OGR to reproject, modify Shapefiles

nvkelso edited this page Apr 1, 2013 · 31 revisions


GDAL includes OGR.

Ubuntu 11.10 - Source

Check to see if you have binutils: dpkg -s binutils

If you don't have binutils, sudo apt-get install binutils

sudo apt-get install gdal-bin

sudo apt-get install libproj-dev

Upgrading to new versions »

Mac OS X

Install the KyngChaos GDAL frameworks for your version of Mac OS X.



VPRO reprojection:

to geographic

ogr2ogr -t_srs EPSG:4326 outputwith4236.shp input.shp

ogr2ogr -s_srs "+proj=sterea +lat_0=52.15616055555555 +lon_0=5.38763888888889 +k=0.9999079 +x_0=155000 +y_0=463000 +ellps=bessel +towgs84=565.237,50.0087,465.658,-0.406857,0.350733,-1.87035,4.0812 +units=m +no_defs" -t_srs EPSG:4326 output_shapefile.shp input_shapefile.shp

to mercator:

OGR2OGR -f "ESRI Shapefile" -s_srs "+proj=longlat +ellps=WGS84 +towgs84=0,0,0,0,0,0,0 +no_defs" -t_srs "+proj=merc +a=6378137 +b=6378137 +lat_ts=0.0 +lon_0=0.0 +x_0=0.0 +y_0=0.0 +k=1.0 +units=m +nadgrids=@null +wktext +no_defs +over" /Users/nvkelso/github/golden-ratio/scripts/900913/flickr_bbox_merc.shp /Users/nvkelso/github/golden-ratio/scripts/flickr_bbox_join8_redux_poly_area1.shp

ogr2ogr -s_srs "+proj=sterea +lat_0=52.15616055555555 +lon_0=5.38763888888889 +k=0.9999079 +x_0=155000 +y_0=463000 +ellps=bessel +towgs84=565.237,50.0087,465.658,-0.406857,0.350733,-1.87035,4.0812 +units=m +no_defs" -t_srs "+proj=merc +a=6378137 +b=6378137 +lat_ts=0.0 +lon_0=0.0 +x_0=0.0 +y_0=0 +k=1.0 +units=m +nadgrids=@null +wktext +no_defs"  output_shapefile.shp input_shapefile.shp

Rename SHP columns:

ogrinfo -so z7-labels.shp z7-labels

ogr2ogr -select 'name, admin1 cod as admin1_cod, point size as point_size , type_rank, name, geonameid, font file as font_file, zoom as zoom_dymo, country co as country_co, font size as font_size, capital, asciiname, type, population’

Sort the OGR columns:

Important for drawing features in the right order (especially town labels, also important for how roads stack).

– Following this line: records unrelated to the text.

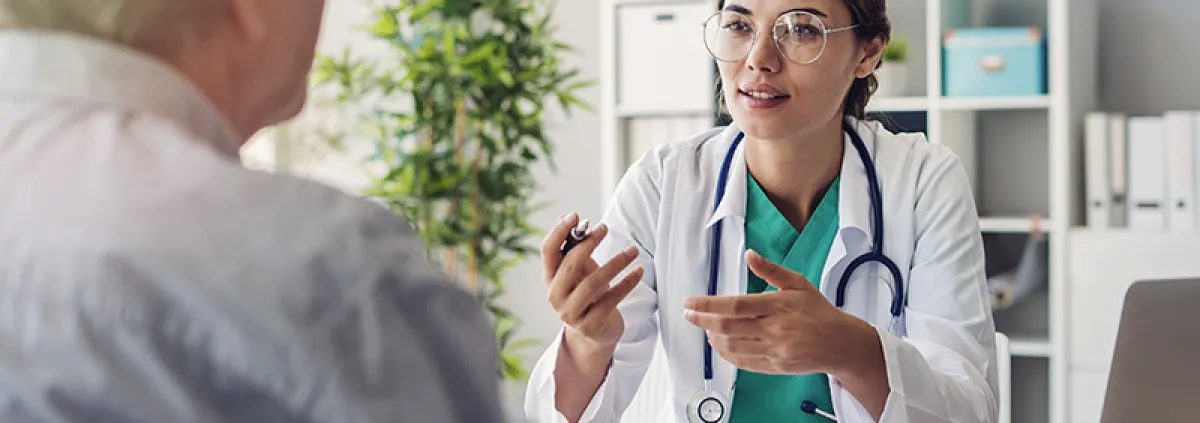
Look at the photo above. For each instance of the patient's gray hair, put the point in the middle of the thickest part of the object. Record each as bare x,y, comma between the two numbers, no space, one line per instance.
159,25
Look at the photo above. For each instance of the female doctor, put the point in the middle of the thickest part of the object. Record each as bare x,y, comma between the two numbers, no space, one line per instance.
802,264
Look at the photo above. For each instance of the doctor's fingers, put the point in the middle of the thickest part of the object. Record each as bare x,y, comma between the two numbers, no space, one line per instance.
598,313
570,283
579,262
591,290
742,346
727,326
748,305
552,257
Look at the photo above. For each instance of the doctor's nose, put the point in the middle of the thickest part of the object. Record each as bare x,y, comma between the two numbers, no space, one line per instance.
763,55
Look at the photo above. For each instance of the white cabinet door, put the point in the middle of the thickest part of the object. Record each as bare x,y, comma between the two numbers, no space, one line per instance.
661,63
1087,395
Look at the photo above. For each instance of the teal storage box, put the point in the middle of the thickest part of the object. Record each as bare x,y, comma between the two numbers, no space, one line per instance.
994,61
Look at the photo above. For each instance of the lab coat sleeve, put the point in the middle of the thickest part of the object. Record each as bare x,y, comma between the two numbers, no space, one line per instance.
631,220
945,369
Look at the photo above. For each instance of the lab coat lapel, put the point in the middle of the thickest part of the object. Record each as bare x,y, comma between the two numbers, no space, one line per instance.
730,214
853,213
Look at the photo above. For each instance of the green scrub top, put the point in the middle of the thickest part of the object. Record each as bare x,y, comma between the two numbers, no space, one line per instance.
777,398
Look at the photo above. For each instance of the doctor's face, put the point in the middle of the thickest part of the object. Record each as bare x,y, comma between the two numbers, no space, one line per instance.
781,75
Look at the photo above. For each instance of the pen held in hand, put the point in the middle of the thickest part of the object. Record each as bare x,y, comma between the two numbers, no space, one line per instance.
576,236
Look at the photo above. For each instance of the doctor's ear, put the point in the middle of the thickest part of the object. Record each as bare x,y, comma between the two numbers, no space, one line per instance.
873,52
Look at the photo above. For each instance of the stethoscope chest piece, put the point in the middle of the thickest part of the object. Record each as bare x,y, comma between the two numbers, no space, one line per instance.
707,406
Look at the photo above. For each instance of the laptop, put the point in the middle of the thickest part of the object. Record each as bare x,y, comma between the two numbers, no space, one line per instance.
1156,364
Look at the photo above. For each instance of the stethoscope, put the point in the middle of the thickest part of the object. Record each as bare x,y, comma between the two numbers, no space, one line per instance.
709,406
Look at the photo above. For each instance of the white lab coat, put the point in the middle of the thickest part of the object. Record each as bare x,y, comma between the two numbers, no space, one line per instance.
942,370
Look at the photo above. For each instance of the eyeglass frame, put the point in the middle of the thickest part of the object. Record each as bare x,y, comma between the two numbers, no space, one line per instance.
825,37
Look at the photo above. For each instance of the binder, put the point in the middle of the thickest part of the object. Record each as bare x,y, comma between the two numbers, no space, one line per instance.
1096,168
1147,174
1180,171
1119,170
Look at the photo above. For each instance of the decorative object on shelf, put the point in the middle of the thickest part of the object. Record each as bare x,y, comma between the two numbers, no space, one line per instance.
454,105
1031,273
995,61
893,71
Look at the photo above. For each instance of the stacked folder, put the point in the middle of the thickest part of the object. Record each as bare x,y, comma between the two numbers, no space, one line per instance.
1143,172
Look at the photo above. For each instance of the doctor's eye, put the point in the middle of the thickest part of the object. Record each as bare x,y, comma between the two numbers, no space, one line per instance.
803,33
737,27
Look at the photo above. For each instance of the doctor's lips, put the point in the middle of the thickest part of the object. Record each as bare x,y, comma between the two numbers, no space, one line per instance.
760,95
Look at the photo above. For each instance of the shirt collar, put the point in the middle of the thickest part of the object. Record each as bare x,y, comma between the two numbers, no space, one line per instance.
853,204
77,67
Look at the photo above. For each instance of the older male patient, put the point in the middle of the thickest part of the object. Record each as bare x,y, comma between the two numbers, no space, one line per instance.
147,276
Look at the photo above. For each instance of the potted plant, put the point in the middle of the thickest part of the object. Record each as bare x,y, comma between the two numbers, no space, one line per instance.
454,106
893,72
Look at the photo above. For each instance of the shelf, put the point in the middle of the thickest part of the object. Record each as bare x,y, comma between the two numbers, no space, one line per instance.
1009,225
995,103
898,105
1030,346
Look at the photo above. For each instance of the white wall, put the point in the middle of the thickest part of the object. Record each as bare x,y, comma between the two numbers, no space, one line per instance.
576,141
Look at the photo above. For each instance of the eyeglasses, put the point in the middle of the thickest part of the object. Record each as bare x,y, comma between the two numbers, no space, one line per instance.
799,36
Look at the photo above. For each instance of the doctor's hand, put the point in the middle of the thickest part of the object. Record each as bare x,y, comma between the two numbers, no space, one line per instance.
792,331
580,289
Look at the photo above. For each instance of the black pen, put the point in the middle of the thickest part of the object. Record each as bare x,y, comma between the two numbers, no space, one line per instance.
576,236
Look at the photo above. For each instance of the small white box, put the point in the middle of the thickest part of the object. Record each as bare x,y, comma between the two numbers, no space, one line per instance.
661,63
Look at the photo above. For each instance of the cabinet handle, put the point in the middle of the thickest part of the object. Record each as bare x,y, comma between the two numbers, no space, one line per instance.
993,63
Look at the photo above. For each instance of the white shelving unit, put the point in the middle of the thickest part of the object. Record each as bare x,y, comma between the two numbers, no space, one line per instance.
1023,152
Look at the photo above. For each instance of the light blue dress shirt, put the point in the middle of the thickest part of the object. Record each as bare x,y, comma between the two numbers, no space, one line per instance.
145,275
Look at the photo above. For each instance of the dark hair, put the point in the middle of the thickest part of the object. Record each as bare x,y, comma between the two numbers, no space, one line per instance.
871,17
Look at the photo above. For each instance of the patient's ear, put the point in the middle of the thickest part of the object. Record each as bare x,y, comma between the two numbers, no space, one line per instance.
250,18
871,51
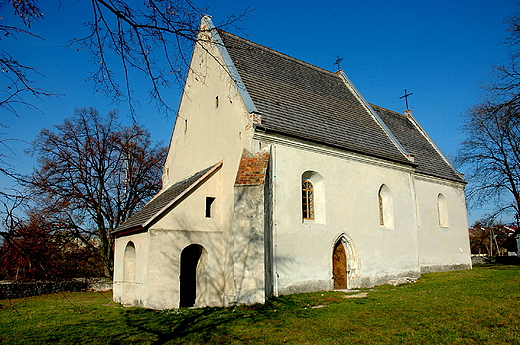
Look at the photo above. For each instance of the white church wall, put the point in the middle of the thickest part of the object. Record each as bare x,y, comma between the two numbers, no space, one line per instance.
165,268
249,258
444,244
303,249
213,123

ogr2ogr -sql "SELECT * FROM dma_cities_a_b_c_d_join ORDER BY POP_MAX DESC" dma_cities_a_b_c_d_join{_sorted,}.shp

ogr2ogr -sql "SELECT * FROM airports_merc ORDER BY natlScale DESC" airports_merc{_sorted,}.shp

Stats on your values

Use -sql flag for extra power. Docs

Shows me I have a couple hundred country codes and what they are:

ogrinfo -sql "select COUNT(DISTINCT ADM0_A3) from ne_10m_populated_places_simple"  ne_10m_populated_places_simple.shp ne_10m_populated_places_simple

ogrinfo -sql "select DISTINCT ADM0_A3 from ne_10m_populated_places_simple"  ne_10m_populated_places_simple.shp ne_10m_populated_places_simple

Shows me there are just a handful of scale ranks:

ogrinfo -sql "select COUNT(DISTINCT SCALERANK) from ne_10m_populated_places_simple"  ne_10m_populated_places_simple.shp ne_10m_populated_places_simple

Describes the actual values in that column:

ogrinfo -sql "select DISTINCT SCALERANK from ne_10m_populated_places_simple"  ne_10m_populated_places_simple.shp ne_10m_populated_places_simple

Find out the min, max, avg values in a number column:

ogrinfo -sql "select MIN(SCALERANK) from ne_10m_populated_places_simple"  ne_10m_populated_places_simple.shp ne_10m_populated_places_simple
ogrinfo -sql "select MAX(SCALERANK) from ne_10m_populated_places_simple"  ne_10m_populated_places_simple.shp ne_10m_populated_places_simple
ogrinfo -sql "select AVG(SCALERANK) from ne_10m_populated_places_simple"  ne_10m_populated_places_simple.shp ne_10m_populated_places_simple

Exclude high or low extreme values:

SELECT * from polylayer WHERE prop_value > 220000.0 ORDER BY prop_value DESC

Densify your linework:

Note: Uses the units of your data store, here 0.5 degrees assuming Geographic.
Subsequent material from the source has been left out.